Com essa terceira perna, nascem também os traumas. Os complexos. A dependência de fatores externos que nunca mais o deixarão. Com marcas indeléveis em sua personalidade. E a terceira perna muda a cada idade, a cada circunstância, embora esteja sempre presente em todos os momentos da vida humana. E ela varia de pessoa para pessoa. Pode ser a mãe, na infância. Ou o professor, na adolescência. O conselho de um amigo, na idade adulta. Mas essas são terceiras pernas comuns, ou melhor, mais óbvias. Há outras, muitas outras. Desde aquelas que milhões utilizam até aquelas específicas de cada um. Idiossincráticas: do indivíduo ou de um povo.

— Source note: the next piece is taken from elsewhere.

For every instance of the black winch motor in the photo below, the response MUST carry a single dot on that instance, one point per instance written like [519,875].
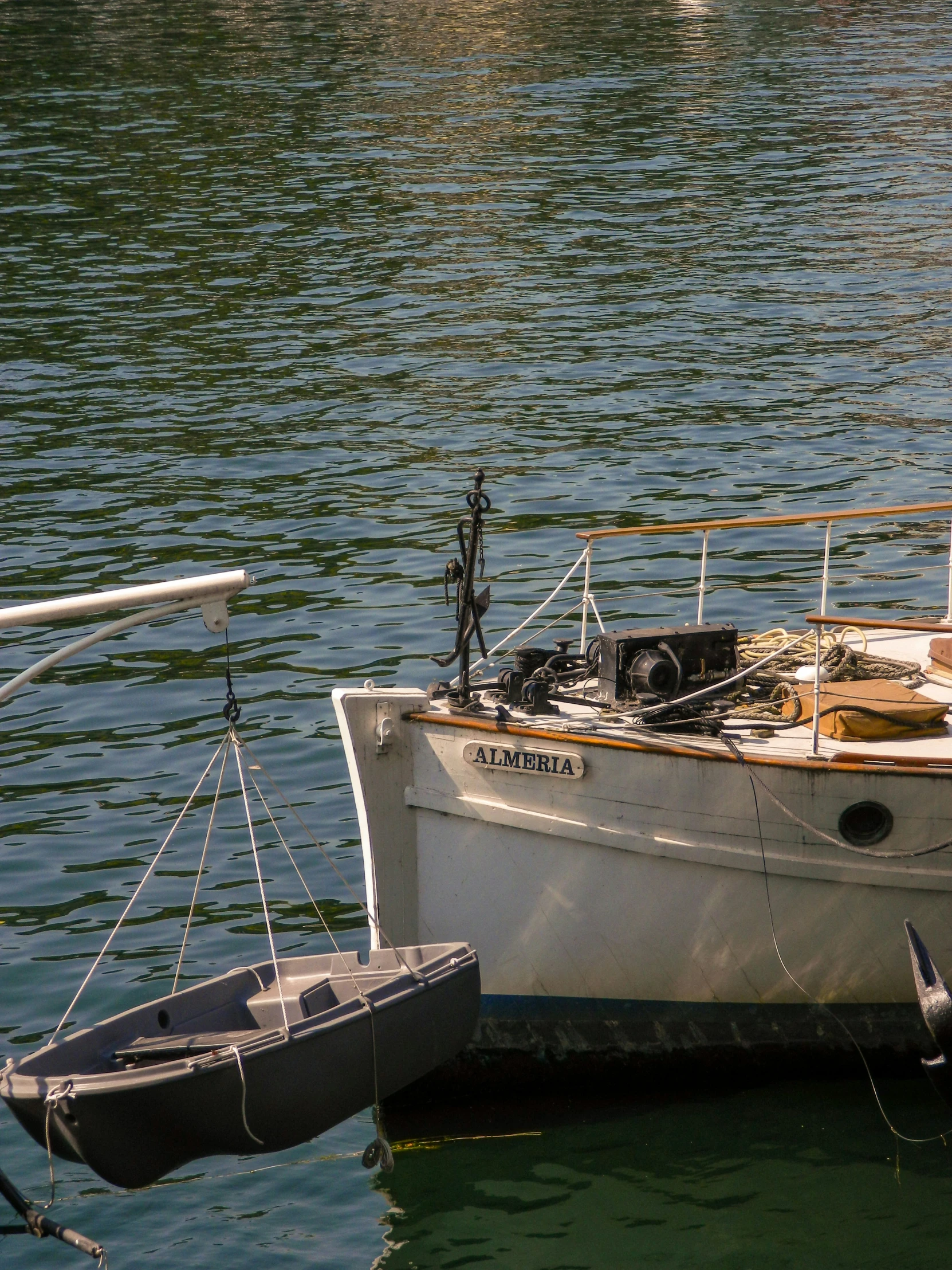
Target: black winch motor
[664,663]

A religião, por exemplo. Quer terceira perna mais gorda? E mais variada? O cristianismo, o budismo e vários outros ismos escondem milhares de tipos de terceiras pernas. A pior de todas, aquela que quase ofusca todo os demais sentidos, não importa em que ismo esteja, é o fundamentalismo, também ele um ismo. E talvez anterior ao fundamentalismo, há um outro ismo pior: o monoteísmo. Ao adotar a crença num único deus, a humanidade inventou a exclusão, o divisionismo, o preconceito, o ódio por diferença de opinião. E todas as sacanagens possíveis foram cometidas em nome de um único deus, criado à imagem e semelhança do homem: cruel, vingador, ciumento de seu rebanho, a ponto de não admitir que ninguém que pense diferente possa partilhar de suas benesses.

O rol de terceiras pernas estranhas também é imenso: pertencem às superstições. Ou ao folclore. Pode ser uma medalhinha de São Jorge ou do seu dragão. Pode ser um brinco no meio da língua. Ou a crença de que voltará Dom Sebastião de Portugal, para fazer o sertão virar mar. Ou o mar virar sertão.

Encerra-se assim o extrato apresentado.